Burney calls out Turnbull government over treatment of DHS staff

Shadow Human Services Minister Linda Burney. 

 

The Shadow Minister for Human Services, Linda Burney, attacked the Turnbull government in Parliament last night over what she said was the ‘disgusting’ treatment of Department of Human Services’ (DHS) staff, who are still waiting for a new enterprise bargaining agreement (EBA) after three years.

Ms Burney cut a lonely figure in Parliament – most members seemed to have gone home – but ploughed on, talking about the pay and working conditions dispute, which she said impacted disproportionately on women and families.

 


Empty chamber. 

 

Women make up 70 per cent of DHS staff and around one-third of them work part-time. DHS is the largest government department with about 35,000 staff and runs Medicare, Centrelink and the Child Support network.

“The proposed EBA gives employees no access to flexible, regular hours leaving rostering decisions to be made ad hoc by management,” Ms Burney said, adding that it made school drop off and picks up a nightmare, especially where work locations could change too.

“Three years since the negotiations began, there has been no offer that addresses the years’ long wage freeze employees have been subjected to,” she said.

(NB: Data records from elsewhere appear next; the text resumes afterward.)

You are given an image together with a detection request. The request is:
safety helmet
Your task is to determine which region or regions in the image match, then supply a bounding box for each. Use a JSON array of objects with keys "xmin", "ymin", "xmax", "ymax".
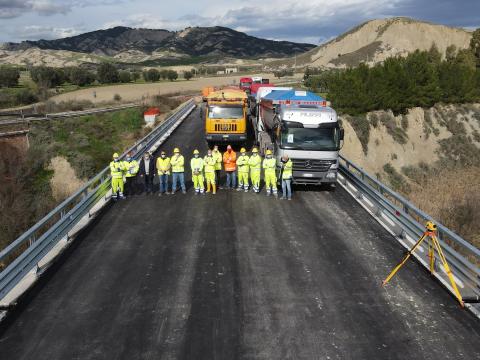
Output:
[{"xmin": 425, "ymin": 221, "xmax": 437, "ymax": 231}]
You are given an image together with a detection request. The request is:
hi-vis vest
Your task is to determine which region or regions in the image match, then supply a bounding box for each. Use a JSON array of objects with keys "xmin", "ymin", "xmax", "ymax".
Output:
[
  {"xmin": 248, "ymin": 155, "xmax": 262, "ymax": 172},
  {"xmin": 204, "ymin": 155, "xmax": 217, "ymax": 173},
  {"xmin": 223, "ymin": 150, "xmax": 237, "ymax": 171},
  {"xmin": 212, "ymin": 151, "xmax": 222, "ymax": 170},
  {"xmin": 282, "ymin": 159, "xmax": 293, "ymax": 180},
  {"xmin": 237, "ymin": 155, "xmax": 249, "ymax": 172},
  {"xmin": 190, "ymin": 157, "xmax": 204, "ymax": 175},
  {"xmin": 123, "ymin": 160, "xmax": 138, "ymax": 177},
  {"xmin": 170, "ymin": 155, "xmax": 185, "ymax": 172},
  {"xmin": 156, "ymin": 157, "xmax": 171, "ymax": 175},
  {"xmin": 263, "ymin": 157, "xmax": 277, "ymax": 173},
  {"xmin": 110, "ymin": 161, "xmax": 125, "ymax": 179}
]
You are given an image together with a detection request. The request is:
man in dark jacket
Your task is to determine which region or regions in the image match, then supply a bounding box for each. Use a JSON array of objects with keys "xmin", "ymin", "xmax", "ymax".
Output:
[{"xmin": 138, "ymin": 152, "xmax": 155, "ymax": 194}]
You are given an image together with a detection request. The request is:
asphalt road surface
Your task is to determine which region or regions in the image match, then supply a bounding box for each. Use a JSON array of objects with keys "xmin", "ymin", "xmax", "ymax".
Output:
[{"xmin": 0, "ymin": 107, "xmax": 480, "ymax": 360}]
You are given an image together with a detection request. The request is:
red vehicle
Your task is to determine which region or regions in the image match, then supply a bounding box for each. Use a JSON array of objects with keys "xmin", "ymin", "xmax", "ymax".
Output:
[{"xmin": 240, "ymin": 78, "xmax": 253, "ymax": 91}]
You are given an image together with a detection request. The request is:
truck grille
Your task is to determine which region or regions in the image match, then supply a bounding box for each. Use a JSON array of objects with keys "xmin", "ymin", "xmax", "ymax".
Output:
[
  {"xmin": 215, "ymin": 124, "xmax": 237, "ymax": 131},
  {"xmin": 292, "ymin": 159, "xmax": 336, "ymax": 172}
]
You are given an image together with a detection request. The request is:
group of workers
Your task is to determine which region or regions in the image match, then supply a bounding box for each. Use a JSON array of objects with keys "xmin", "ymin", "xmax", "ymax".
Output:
[{"xmin": 110, "ymin": 145, "xmax": 293, "ymax": 200}]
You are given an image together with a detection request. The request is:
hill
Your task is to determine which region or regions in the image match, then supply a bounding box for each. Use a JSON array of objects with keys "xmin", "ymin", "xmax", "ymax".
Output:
[
  {"xmin": 0, "ymin": 26, "xmax": 315, "ymax": 62},
  {"xmin": 272, "ymin": 17, "xmax": 471, "ymax": 68}
]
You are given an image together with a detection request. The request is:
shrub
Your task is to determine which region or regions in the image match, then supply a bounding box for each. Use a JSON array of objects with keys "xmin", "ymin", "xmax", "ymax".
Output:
[
  {"xmin": 346, "ymin": 116, "xmax": 370, "ymax": 155},
  {"xmin": 97, "ymin": 62, "xmax": 119, "ymax": 84},
  {"xmin": 0, "ymin": 66, "xmax": 20, "ymax": 87}
]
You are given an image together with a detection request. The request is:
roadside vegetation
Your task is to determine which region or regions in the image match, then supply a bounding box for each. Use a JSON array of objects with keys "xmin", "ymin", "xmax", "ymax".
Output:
[
  {"xmin": 0, "ymin": 96, "xmax": 179, "ymax": 258},
  {"xmin": 304, "ymin": 29, "xmax": 480, "ymax": 248},
  {"xmin": 0, "ymin": 62, "xmax": 184, "ymax": 109}
]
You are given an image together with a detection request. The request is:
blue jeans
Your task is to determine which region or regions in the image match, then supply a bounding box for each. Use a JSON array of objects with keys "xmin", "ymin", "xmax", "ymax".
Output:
[
  {"xmin": 282, "ymin": 179, "xmax": 292, "ymax": 199},
  {"xmin": 158, "ymin": 174, "xmax": 168, "ymax": 194},
  {"xmin": 172, "ymin": 173, "xmax": 186, "ymax": 192},
  {"xmin": 225, "ymin": 171, "xmax": 237, "ymax": 188}
]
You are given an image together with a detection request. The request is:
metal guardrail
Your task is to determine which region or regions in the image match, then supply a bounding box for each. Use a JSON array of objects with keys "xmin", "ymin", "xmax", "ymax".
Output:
[
  {"xmin": 339, "ymin": 156, "xmax": 480, "ymax": 313},
  {"xmin": 0, "ymin": 104, "xmax": 140, "ymax": 125},
  {"xmin": 0, "ymin": 100, "xmax": 196, "ymax": 300}
]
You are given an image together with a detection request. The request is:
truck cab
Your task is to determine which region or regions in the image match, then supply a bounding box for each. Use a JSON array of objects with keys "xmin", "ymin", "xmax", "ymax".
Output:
[
  {"xmin": 204, "ymin": 89, "xmax": 247, "ymax": 145},
  {"xmin": 273, "ymin": 105, "xmax": 343, "ymax": 185},
  {"xmin": 256, "ymin": 90, "xmax": 343, "ymax": 185}
]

She also heaped criticism on the government for blocking domestic violence leave and increasingly casualising the workforce.

“Thirty-six million calls go unanswered. Seventy per cent of new staff hired were casuals in the last financial year,” she said.

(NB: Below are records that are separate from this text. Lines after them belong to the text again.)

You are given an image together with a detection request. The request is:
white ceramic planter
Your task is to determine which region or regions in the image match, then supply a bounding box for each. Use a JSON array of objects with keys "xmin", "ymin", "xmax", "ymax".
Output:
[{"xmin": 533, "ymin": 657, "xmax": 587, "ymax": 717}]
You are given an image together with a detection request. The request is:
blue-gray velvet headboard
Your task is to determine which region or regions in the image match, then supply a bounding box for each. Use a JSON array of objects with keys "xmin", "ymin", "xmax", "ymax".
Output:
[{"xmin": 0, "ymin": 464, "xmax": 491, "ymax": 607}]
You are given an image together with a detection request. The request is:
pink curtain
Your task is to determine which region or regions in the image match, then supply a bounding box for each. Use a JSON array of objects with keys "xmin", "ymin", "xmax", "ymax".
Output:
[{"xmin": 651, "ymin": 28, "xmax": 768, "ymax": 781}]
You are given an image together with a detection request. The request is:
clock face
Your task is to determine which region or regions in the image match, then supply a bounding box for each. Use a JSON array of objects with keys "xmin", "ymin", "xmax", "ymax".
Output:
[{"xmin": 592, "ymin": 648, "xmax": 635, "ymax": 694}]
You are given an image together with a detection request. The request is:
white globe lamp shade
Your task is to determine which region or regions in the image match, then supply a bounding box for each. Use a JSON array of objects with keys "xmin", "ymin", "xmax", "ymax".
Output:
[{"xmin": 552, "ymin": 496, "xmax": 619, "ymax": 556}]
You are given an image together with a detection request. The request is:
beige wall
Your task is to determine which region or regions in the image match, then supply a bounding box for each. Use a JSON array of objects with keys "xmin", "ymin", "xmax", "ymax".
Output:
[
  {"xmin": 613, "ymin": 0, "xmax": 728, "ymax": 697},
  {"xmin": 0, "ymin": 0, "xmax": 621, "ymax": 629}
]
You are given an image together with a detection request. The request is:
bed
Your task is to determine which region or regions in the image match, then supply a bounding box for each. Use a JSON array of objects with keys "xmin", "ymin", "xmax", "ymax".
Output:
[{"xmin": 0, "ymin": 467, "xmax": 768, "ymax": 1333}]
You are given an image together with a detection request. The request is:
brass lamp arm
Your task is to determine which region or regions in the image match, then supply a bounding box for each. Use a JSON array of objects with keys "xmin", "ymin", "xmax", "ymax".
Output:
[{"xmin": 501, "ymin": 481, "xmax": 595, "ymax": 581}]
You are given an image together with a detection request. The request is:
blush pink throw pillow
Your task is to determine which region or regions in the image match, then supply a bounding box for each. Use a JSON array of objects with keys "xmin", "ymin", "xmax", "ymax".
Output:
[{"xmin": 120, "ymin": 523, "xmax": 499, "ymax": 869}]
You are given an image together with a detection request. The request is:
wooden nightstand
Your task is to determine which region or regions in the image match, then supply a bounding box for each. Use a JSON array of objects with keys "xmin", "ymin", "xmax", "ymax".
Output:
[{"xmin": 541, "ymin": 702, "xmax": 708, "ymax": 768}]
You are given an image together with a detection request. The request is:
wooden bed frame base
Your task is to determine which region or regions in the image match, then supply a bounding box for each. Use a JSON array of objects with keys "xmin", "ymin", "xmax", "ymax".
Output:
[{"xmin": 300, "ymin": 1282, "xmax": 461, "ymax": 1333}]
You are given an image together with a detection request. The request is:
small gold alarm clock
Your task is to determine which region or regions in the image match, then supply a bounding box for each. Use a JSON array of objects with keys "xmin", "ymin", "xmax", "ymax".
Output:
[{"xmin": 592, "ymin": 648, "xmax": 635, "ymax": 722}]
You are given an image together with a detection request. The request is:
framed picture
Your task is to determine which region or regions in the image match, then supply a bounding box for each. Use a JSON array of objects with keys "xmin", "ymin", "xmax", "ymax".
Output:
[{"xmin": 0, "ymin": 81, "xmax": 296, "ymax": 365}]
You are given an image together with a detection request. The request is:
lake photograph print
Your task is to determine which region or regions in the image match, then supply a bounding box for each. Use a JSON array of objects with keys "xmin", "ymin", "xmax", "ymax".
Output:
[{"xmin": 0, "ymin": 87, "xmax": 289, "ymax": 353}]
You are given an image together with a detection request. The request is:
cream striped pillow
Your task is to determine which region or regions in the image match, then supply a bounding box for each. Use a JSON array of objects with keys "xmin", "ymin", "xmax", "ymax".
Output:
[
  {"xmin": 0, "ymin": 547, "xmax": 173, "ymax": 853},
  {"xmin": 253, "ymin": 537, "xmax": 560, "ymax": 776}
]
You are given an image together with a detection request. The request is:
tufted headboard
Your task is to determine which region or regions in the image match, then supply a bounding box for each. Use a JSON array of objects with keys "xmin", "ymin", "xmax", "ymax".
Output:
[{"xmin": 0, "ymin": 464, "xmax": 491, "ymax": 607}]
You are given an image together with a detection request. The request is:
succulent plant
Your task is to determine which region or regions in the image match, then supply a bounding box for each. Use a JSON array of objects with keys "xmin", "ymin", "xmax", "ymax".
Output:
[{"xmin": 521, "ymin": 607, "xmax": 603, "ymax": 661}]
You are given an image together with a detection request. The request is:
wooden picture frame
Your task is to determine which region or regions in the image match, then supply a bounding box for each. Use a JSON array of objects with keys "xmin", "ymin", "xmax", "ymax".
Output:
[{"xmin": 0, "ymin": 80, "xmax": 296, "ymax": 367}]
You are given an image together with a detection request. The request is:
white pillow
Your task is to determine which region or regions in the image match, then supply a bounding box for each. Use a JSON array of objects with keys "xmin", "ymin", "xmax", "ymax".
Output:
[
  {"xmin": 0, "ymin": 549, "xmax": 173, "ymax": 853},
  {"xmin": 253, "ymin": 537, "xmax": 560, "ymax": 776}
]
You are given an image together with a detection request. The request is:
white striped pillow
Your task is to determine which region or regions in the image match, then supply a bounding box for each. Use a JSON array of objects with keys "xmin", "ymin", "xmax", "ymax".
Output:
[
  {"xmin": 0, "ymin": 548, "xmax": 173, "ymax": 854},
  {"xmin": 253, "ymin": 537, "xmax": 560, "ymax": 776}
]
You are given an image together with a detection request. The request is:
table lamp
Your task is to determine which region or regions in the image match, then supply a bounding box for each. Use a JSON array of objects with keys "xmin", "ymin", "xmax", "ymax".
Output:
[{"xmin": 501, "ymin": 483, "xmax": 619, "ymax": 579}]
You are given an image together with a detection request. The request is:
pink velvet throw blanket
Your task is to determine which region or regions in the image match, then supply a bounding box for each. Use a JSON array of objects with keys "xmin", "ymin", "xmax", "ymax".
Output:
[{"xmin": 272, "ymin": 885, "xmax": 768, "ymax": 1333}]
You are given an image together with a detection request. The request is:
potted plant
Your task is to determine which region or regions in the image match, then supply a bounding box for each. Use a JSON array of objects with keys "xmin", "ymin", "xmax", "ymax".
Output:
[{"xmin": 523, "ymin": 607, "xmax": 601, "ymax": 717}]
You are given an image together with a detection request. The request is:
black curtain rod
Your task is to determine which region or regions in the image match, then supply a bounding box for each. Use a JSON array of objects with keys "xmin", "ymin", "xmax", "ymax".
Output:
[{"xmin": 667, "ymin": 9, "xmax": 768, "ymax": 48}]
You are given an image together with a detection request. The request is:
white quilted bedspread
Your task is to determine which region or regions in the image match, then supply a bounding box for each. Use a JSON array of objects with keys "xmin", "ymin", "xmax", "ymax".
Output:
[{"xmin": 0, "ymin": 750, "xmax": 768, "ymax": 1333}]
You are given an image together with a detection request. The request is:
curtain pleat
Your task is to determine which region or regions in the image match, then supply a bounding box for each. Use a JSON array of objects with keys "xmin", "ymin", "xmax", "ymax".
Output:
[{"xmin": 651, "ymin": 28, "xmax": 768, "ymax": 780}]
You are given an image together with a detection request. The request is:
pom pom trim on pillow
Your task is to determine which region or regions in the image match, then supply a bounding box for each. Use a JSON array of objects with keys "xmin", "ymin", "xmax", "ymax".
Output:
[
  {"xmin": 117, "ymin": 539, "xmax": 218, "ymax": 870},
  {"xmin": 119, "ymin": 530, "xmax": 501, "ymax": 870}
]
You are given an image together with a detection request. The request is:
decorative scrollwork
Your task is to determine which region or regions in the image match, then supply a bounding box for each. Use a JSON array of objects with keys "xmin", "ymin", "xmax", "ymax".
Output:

“It is incomprehensible that people that are under so much pressure and do such important work with the Department of Human Services are being treated so disgustingly by this government.”

DHS staff who are union members began a series of rolling strikes last week after the Department and the Community and Public Sector Union reached an impasse at the Fair Work Commission over pay and working conditions.

DHS staff have already rejected EBAs three times: By 83 per cent in September 2015; 80 per cent in February 2016 and 74 per cent in November 2016 and there seems no end in sight to the dispute.